Rosenberg has provided no evidence to support her charges. Meanwhile, as Undersecretary of State for Arms Control and International Security Affairs John Bolton has argued, her prescription would allow rogue nations such as Iraq, North Korea, Iran, Libya and Syria to learn through protocol inspections about U.S. defensive programs and develop their own offensive programs.
Journalists usually refer to Rosenberg as a "microbiologist" and "State University of New York professor." Officially, she is a professor of environmental science at a performing-arts college, but she neither has conducted scientific research nor taught in years. And she has little biowarfare expertise. Working with the far-left Federation of American Scientists, Rosenberg is a taxpayer-supported, full-time activist.
Immediately after last fall's anthrax attacks, Rosenberg began claiming that the terrorist was an American scientist from within the biodefense establishment. However, her stories diverged wildly depending on her audience. In the European version, the terrorist was a CIA agent/contract scientist who acted on agency orders as part of a deadly germ-warfare experiment. Unbeknownst to European reporters, they were getting a plotline from the brilliant but little-watched TV show Millennium (1996-99).
In the American version, the terrorist was a "bioevangelist" (The Sun's Scott Shane) who sought not to harm anyone, but to warn the public of the dangers of biowarfare.
In setting up an American scientist to take the fall for the killings, Rosenberg may have seen an opportunity to discredit the U.S. biowarfare-defense program, get the Bush administration to sign on to international biowarfare protocols that would give our enemies access to our biodefense secrets and exact political revenge on Hatfill.
In seeking to convince readers of Hatfill's guilt in last fall's attacks, Kristof and the other journalists claimed that in the late 1970s, Rhodesian special forces attacked black-owned farms with anthrax, and sought to link Hatfill to these "attacks."
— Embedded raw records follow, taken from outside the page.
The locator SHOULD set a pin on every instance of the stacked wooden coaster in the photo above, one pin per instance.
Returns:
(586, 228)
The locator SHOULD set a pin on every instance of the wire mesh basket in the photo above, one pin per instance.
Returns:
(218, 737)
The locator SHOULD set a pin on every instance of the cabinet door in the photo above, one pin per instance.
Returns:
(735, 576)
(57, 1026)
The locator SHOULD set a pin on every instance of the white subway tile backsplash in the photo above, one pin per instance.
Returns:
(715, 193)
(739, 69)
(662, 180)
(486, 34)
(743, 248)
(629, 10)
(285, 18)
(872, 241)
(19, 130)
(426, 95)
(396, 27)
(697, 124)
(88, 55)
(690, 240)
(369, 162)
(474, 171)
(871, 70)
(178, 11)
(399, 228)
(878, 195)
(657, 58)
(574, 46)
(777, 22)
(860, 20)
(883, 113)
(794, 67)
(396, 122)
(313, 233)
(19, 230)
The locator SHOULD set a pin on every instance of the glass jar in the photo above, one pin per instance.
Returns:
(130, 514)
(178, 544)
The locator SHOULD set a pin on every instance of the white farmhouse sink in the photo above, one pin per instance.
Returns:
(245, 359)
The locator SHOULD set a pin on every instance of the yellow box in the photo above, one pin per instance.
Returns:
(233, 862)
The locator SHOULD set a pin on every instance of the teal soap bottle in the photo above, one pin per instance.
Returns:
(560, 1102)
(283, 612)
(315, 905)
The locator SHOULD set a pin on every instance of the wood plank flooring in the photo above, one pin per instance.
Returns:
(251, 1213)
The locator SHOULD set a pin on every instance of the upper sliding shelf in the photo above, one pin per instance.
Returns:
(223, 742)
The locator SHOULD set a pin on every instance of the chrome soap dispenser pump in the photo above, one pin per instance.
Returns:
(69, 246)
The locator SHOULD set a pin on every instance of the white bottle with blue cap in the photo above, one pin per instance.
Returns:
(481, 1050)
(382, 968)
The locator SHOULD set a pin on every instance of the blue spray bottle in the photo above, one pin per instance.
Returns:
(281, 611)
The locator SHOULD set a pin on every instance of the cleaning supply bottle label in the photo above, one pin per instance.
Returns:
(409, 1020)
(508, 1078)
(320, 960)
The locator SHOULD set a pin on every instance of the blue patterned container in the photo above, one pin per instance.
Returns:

No one ever has provided any evidence showing that the Rhodesian army carried out anthrax attacks, much less that Hatfill participated in them. Kristof and company merely are regurgitating a tainted 1992 article by longtime Rosenberg associate Meryl Nass. The Nass report purported to explain the 1978-80 anthrax outbreak that affected 10,000 black farmers, predominantly with cutaneous anthrax, killing 182. In her "explanation," Nass leaped from one politically loaded speculation to another without any evidence.
The flamboyant, brilliant Hatfill earned his medical degree in Rhodesia in the late 1970s and early 1980s while serving in U.S. and Rhodesian special forces. In Rhodesia, he fought against communist guerrillas. One must recall that in Rhodesia — now named Zimbabwe, and ruled since 1980 by genocidal communist Robert Mugabe — the choice was never between apartheid and freedom, but rather between white or black apartheid.
Hatfill's attorney, Thomas C. Carter, told me, "My client doesn't want to do anything, right now. … He's really upset that his name continues to be mentioned, and he's decided that the best approach is to ignore everything and to try and stay as much removed from it as he can. He might change his mind at some point in the future and participate in something but, right now, he doesn't."
If Hatfill doesn't engage the campaign against him in a hurry, he soon may find himself sharing a cell with the likes of José Padilla.